I'm Mr. Negative! I Fail!
Aug 2, 2008
24,524
494
Im over here now
You must live somewhere with competition. We have Centurylink that tops at 40mbs and Comcast. That's it; no other options.

Also, cost/speed. Blast (which I have) here is stupid expensive and even though I'm "up to" 200Mbs, speedtest is showing around 25 most often.
no, theyre the only option i have around here if i want cable modem speeds. i wish their was competition for internets but there isnt.
 

stoney

Part of the unwashed, middle-American horde
Jul 26, 2006
22,001
7,882
Colorado
no, theyre the only option i have around here if i want cable modem speeds. i wish their was competition for internets but there isnt.
The blast here is fast. but it's data capped and not guaranteed speed.

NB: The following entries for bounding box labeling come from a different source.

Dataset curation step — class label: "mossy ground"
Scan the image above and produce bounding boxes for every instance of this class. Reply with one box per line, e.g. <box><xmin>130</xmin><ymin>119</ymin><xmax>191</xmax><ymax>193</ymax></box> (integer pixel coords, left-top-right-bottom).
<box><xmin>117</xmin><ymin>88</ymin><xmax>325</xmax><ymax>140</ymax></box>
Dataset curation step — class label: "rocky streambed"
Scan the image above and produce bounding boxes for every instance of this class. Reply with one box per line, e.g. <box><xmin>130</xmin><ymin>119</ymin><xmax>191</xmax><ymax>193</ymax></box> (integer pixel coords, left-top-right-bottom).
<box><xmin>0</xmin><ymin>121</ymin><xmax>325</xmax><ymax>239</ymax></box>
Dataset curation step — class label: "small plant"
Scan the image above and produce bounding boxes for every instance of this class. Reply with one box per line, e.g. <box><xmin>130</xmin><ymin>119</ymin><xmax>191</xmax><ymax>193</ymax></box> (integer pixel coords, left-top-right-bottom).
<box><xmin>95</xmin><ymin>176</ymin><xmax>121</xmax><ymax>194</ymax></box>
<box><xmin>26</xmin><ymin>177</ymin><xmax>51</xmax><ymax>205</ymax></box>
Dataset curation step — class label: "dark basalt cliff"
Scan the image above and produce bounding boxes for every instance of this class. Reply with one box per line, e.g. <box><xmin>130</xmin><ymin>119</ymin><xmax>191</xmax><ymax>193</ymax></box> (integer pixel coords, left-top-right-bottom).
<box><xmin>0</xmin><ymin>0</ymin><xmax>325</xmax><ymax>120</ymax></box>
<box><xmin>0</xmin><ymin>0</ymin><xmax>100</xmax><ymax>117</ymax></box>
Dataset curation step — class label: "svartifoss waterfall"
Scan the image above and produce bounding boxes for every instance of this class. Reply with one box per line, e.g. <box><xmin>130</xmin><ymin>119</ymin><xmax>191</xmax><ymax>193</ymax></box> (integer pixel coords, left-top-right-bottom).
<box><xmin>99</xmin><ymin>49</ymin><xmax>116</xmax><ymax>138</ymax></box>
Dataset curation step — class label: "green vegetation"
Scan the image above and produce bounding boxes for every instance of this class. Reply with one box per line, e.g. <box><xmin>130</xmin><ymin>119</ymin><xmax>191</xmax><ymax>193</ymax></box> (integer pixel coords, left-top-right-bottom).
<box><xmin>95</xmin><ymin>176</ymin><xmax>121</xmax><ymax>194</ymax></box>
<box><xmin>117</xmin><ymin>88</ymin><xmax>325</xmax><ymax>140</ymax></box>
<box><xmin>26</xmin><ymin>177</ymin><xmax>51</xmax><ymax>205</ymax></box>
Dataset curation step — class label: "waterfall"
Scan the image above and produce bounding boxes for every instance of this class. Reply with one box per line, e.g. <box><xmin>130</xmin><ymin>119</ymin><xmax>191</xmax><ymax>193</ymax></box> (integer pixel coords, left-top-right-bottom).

Business is not capped and has guaranteed speed. $95 vs. $115 - I'll take the $20 difference, although the required installment fee and required modem level for increase the price over duration.
 

Westy

the teste
Nov 22, 2002
55,966
22,011
Sleazattle
Why the speed requirement?

Are you hosting a live-cam pornhub site or is this some business line factor that I just don't understand?